Os mais experientes entre os jovens das artes marciais logo perceberam que haviam caído numa armadilha montada pelos discípulos do Caminho do Submundo. Relembrando os métodos que aprenderam para quebrar formações, recitaram silenciosamente as fórmulas, pisaram de acordo com os passos secretos e, após alguns giros, desapareceram.

Logo depois, ouviu-se um grito de dor e o som contínuo de lâminas se cruzando.

Esse era o resultado da autoconfiança.

Apesar dos companheiros serem impulsivos, Mingzhu não podia deixá-los à própria sorte, recomendou que ninguém agisse sozinho e que todos se unissem para resgatar os colegas.

Ninguém sabia quanto tempo haviam vagado pela formação; todos estavam feridos, mas agora seguiam humildemente atrás de Mingzhu, sem mais mencionar as técnicas secretas ensinadas por seus mestres.

Não era que os mestres tivessem escondido o jogo, mas sim que lhes faltava competência e experiência.

Presos na armadilha, não conseguiam sair. Mingzhu mantinha-se impassível, caminhando e estudando o padrão do labirinto, percebendo que a armadilha servia apenas para deter, não para ferir. Se ignorassem as provocações dos fantasmas, não se machucariam.

Descobriu a saída e, guiando o grupo pacientemente, calculou que em trinta passos estariam livres.

Nesse momento, a névoa adiante se dissipou, revelando um amplo descampado. Ali, uma figura empunhando uma bandeira permanecia diante deles.

Era Xiang Yuan.

Trazia uma pequena bandeira na mão, atrás de si ardiam quatro ou cinco chamas esverdeadas, cada uma simbolizando a extinção da vida de um discípulo do Caminho do Submundo.

Ao vê-lo, Mingzhu ficou levemente surpreso, e os jovens atrás dele prenderam a respiração.

— Que formação impressionante, parece até viva! — exclamou um deles.

— Não consigo distinguir o real do ilusório — murmurou outro.

Acreditavam ainda estar presos na armadilha e cochichavam sem parar. Xiang Yuan acenou para Mingzhu e partiu na direção da vila da família Lin.

Assim que Xiang Yuan se afastou, o grupo de apoio chegou atrasado; ao verem cinzas por toda parte, não economizaram elogios.

— Irmão Xiang é realmente formidável; quando entramos, ele desfez a armadilha num piscar de olhos — comentou um.

— Num só ataque, nem precisamos agir; os demônios do Caminho do Submundo foram todos exterminados...

— E mais: sua força é assombrosa, e sua lâmina afiada.
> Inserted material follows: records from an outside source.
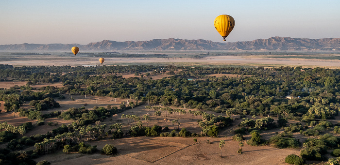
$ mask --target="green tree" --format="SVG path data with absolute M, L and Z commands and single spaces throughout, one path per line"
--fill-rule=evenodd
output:
M 224 146 L 224 140 L 221 140 L 220 141 L 220 144 L 219 144 L 219 147 L 220 147 L 220 149 L 221 150 L 221 158 L 222 157 L 222 147 Z
M 101 152 L 105 155 L 114 155 L 117 153 L 117 148 L 112 144 L 107 144 L 102 148 Z

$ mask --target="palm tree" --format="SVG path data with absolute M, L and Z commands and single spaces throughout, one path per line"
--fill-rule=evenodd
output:
M 154 112 L 154 115 L 157 116 L 157 122 L 158 122 L 159 116 L 161 116 L 161 114 L 162 114 L 162 112 L 161 112 L 160 111 L 157 111 Z
M 221 149 L 221 158 L 222 157 L 222 147 L 224 146 L 224 140 L 221 140 L 220 141 L 220 144 L 219 145 L 219 147 L 220 147 L 220 149 Z
M 143 118 L 145 120 L 145 125 L 148 126 L 148 124 L 149 123 L 149 120 L 150 119 L 150 117 L 148 115 L 144 115 Z
M 239 147 L 241 147 L 240 149 Z M 238 152 L 242 154 L 242 147 L 243 147 L 243 143 L 242 142 L 240 142 L 238 143 Z

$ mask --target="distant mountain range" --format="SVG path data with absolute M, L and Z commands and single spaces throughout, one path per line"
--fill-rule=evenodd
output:
M 80 44 L 23 44 L 0 45 L 0 50 L 65 50 L 78 46 L 81 50 L 340 50 L 340 38 L 307 39 L 275 37 L 252 41 L 217 43 L 204 40 L 169 38 L 145 41 L 103 40 Z

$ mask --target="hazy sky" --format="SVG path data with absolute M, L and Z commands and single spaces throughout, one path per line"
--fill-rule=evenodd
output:
M 0 45 L 87 44 L 169 38 L 223 42 L 214 20 L 235 20 L 227 42 L 340 37 L 340 0 L 0 1 Z

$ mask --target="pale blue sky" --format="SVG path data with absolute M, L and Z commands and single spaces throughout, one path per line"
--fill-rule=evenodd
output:
M 235 20 L 227 42 L 340 37 L 339 0 L 1 0 L 0 45 L 169 38 L 223 42 L 213 24 L 223 14 Z

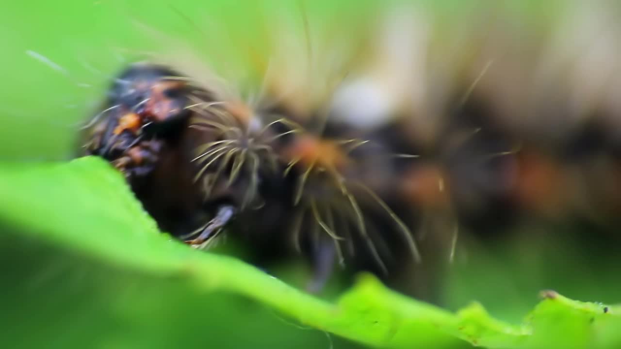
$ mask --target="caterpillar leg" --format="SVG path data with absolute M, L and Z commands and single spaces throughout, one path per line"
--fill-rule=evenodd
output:
M 196 238 L 186 240 L 185 243 L 194 247 L 202 247 L 203 243 L 220 232 L 222 229 L 229 223 L 233 218 L 235 212 L 235 208 L 230 205 L 220 206 L 218 209 L 215 217 L 207 224 L 202 232 Z
M 313 253 L 313 275 L 306 291 L 310 293 L 317 293 L 325 286 L 334 270 L 336 251 L 334 242 L 330 238 L 323 238 Z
Qualquer um que tocasse nela, morria na hora.

— Dois deles ainda voaram longe e foram cremados antes de cair!

Mingzhu ouviu tudo, suspirando; sem tempo para buscar minúcias, apressou todos para que seguissem rumo à vila da família Lin.
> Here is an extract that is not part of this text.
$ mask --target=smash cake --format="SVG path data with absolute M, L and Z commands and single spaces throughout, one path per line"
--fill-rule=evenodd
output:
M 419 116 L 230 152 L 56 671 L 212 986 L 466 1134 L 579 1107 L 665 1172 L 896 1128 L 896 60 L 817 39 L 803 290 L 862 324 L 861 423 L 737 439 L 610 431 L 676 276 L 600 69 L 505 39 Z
Se demorassem, seria um espetáculo solo de Xiang Yuan; não havia nada mais a fazer além de assistir e se maravilhar.

...

Na vila da família Lin.

Entre densas névoas, Simá Qingyan empunhava sua longa espada como um peixe ágil; a lâmina reluzia prateada, deslizando suavemente pelo pescoço dos atacantes, levando vidas com serenidade.

Ao ver os corpos vestidos de negro no chão, Simá Qingyan franziu a testa, soltando um leve "hmm".
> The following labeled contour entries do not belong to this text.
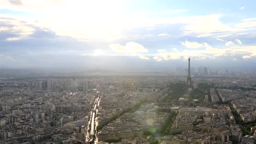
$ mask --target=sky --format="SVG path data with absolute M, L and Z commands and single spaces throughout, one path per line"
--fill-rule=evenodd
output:
M 2 68 L 256 69 L 256 1 L 1 0 Z

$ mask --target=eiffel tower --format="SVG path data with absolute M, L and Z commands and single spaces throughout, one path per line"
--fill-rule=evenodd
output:
M 193 88 L 193 85 L 192 84 L 192 80 L 191 79 L 190 75 L 190 58 L 189 57 L 189 68 L 188 68 L 188 75 L 187 79 L 187 86 L 188 87 Z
Normalmente, ao morrer, um discípulo do Caminho do Submundo tinha o corpo consumido por fogo fantasmagórico, mas aquele cadáver permanecia intacto.

A atmosfera de conspiração era palpável. Simá Qingyan não ousava matar indiscriminadamente; ao enfrentar o próximo atacante, apenas o feriu, afastando o capuz que cobria seu rosto, revelando uma expressão pálida e perdida.

Pessoas treinadas, de habilidades incomuns, não eram moradores comuns...

De onde os discípulos do Caminho do Submundo haviam raptado aquele grupo?

A reflexão era inquietante. Simá Qingyan não se demorou, guiando-se pelo som até encontrar sua irmã de armas, Tang Rou.

Ela não era a única a perceber algo errado; todo o grupo sentira o perigo, temendo que os discípulos do Caminho do Submundo tivessem sequestrado gente inocente para incriminá-los por matança injustificada. Decidiram unir-se para encontrar uma saída.

Do lado de fora, um discípulo do Caminho do Submundo, segurando uma bandeira, ouviu o barulho das lutas cessar e sorriu com desdém.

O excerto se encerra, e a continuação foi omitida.